The following day our attention shifted away from the art centre to the local rock art. Guided by Betty’s husband Dennis, one of the locals who can speak for country in the immediate vicinity of Kalumburu, we were taken to two sites of local importance. The significance of the imagery and the specific sites were enlivened for us by stories of the lived experience of them for the Bundamurra family. The imagery at these sites occasionally appears in the contemporary art at the art centre, as does much of the rock art of the region. The younger artists in particular replicate Kiro Kiro (Gwion) figures and Wanjina in their work while more experienced painters, who also reference rock art, have become much more experimental in their depictions.
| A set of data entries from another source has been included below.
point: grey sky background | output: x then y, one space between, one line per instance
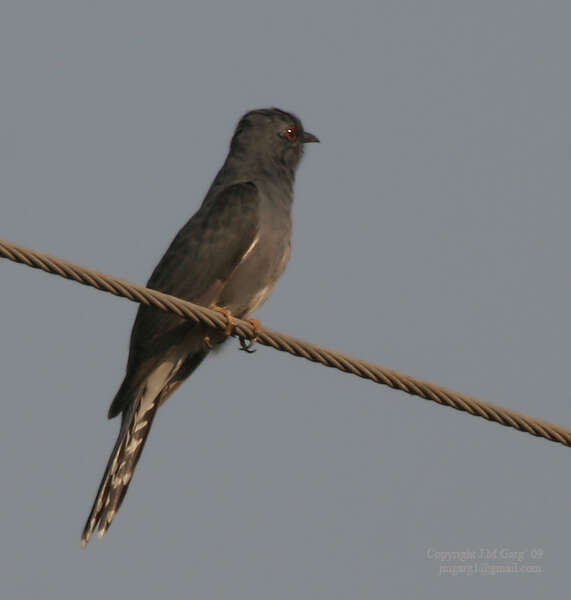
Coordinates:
431 235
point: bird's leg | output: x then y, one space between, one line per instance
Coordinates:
246 345
230 320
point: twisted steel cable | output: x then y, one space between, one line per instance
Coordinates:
285 343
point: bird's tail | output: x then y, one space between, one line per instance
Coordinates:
135 427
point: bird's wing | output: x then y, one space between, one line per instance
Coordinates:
196 266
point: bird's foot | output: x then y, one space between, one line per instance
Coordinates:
208 342
246 344
230 320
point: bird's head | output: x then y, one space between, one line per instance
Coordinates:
270 137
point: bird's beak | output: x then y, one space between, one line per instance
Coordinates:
309 138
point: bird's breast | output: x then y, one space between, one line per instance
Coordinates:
261 265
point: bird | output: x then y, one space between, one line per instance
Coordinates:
228 256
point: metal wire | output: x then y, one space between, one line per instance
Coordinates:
285 343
That night we were lucky to watch the older women dancing with a group of excited younger girls to celebrate the end of NAIDOC week. A fire was lit next to the old basketball court in the centre of the community while everybody was painted up with ochre. As the music started an audience slowly drifted in from the shadows. Any residual tiredness left us as we watched the joy on the kids’ faces reflected in the expressions of the older women who, despite logistical difficulties, had managed to pull the event together.

The overwhelming impression remaining from this trip was of the resilience of many of the senior people at Kalumburu, and their hopes for forging a positive future for their families and their community. The role of art-making in this endeavour can’t be under-estimated; its adequate resourcing essential. People are literally calling up a future as well as a past in their painting.  We hope that the short films resulting from this week help to illustrate this for those further afield and go some small way to supporting change.

Our thanks to Marion Shaw for the loan of a vehicle and equipment during our visit, and Annie Irvine for assistance with artist liaison. Also to Indigenous Community Stories (Michelle Broun and Devina McPherson) and the enthusiastic film crew (Jub Clerc, Jason Thomas and Owen Hughes) for partnering with Desert River Sea to make this possible. We’ll keep you notified when the films are edited and uploaded to our website. Meanwhile, go to http://desertriversea.com.au/art-centres/kira-kiro-art-centre to see some of the artwork which originates from this feisty little art centre, in the middle of ‘nowhere’ but at the centre of everything!

And finally, our acknowledgement of the warm welcome and generosity of the people of Kalumburu, particularly Mary Puntji Clement, Mary Teresa Tailor, Betty Bundamurra, Gwen Clarke, Doreen Unghangho, Gertrude Waina, Cathy Bundamurra, Mary Undalghumen, Dennis Bundamurra and Kevin Waina.